History
- Name: 1896–1912: PS Greenore; 1912–1922: PS Cloghmore; 1922–1928: PS Ribble Queen;
- Owner: 1896–1922: London and North Western Railway; 1922–1928: Ribble Passenger Transport Company;
- Operator: 1896–1922: London and North Western Railway; 1922–1928: Ribble Passenger Transport Company;
- Port of registry: United Kingdom
- Route: 1896–1922: Passenger services on Carlingford Lough
- Builder: J.P. Rennoldson
- Launched: 28 July 1896
- Out of service: 1928
- Fate: Broken up 1928

General characteristics
- Tonnage: 213 gross register tons (GRT)
- Length: 109 ft (33 m)
- Beam: 22.1 ft (6.7 m)
- Draught: 8.1 ft (2.5 m)

= PS Greenore =

PS Greenore was a paddle steamer passenger vessel operated by the London and North Western Railway from 1896 to 1922.

==History==

She was built by J.P. Rennoldson for the London and North Western Railway in 1894. She was the smallest and the last paddle steamer operated by the company. She was used for passenger services on Carlingford Lough.

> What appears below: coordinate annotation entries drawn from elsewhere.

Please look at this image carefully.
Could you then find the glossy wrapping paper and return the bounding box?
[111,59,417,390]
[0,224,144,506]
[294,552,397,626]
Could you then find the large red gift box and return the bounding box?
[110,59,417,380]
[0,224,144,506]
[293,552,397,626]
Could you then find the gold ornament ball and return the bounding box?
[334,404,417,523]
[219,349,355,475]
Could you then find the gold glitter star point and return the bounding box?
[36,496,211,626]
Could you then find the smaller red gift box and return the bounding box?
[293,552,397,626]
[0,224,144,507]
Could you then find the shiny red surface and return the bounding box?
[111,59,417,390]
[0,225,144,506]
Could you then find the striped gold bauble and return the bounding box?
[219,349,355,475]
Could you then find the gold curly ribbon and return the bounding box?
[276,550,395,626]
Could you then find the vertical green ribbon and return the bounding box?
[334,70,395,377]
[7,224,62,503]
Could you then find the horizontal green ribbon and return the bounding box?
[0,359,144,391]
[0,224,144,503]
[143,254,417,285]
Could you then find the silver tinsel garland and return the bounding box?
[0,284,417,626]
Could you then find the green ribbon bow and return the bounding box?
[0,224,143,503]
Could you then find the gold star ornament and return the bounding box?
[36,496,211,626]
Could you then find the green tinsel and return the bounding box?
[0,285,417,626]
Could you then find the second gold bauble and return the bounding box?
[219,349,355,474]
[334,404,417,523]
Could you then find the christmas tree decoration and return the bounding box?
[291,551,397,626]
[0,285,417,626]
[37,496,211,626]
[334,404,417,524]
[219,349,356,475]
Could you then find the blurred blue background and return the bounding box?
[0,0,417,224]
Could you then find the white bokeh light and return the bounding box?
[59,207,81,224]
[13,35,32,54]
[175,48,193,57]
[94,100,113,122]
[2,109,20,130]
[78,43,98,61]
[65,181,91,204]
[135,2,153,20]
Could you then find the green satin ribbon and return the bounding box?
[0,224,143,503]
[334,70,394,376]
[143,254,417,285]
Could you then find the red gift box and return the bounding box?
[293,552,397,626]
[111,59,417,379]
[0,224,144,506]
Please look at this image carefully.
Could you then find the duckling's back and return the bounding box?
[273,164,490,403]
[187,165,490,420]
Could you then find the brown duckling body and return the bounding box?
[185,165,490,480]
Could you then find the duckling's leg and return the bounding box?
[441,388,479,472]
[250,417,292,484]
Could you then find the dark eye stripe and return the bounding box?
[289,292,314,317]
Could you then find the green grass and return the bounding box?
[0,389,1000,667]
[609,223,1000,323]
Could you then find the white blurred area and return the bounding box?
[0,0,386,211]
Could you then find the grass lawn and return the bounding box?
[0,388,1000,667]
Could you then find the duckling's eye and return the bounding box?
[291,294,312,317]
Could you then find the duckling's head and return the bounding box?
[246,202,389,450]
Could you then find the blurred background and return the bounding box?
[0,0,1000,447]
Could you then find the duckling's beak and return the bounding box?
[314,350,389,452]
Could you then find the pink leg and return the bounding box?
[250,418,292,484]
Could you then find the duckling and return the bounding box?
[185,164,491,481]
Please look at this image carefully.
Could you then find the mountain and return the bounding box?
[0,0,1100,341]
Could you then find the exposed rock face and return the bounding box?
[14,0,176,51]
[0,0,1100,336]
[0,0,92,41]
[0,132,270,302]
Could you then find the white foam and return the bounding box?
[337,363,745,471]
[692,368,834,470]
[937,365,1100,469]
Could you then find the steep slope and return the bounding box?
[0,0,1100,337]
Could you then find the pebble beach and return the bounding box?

She was renamed PS Cloughmore when a new Greenore was ordered in 1912.

She was sold in April 1922 to the Ribble Passenger Transport Company Ltd who renamed her Ribble Queen. She was put to work on excursion services from Preston to Southport and Liverpool, but these were not successful and they finished in 1925, and she was broken up in 1928.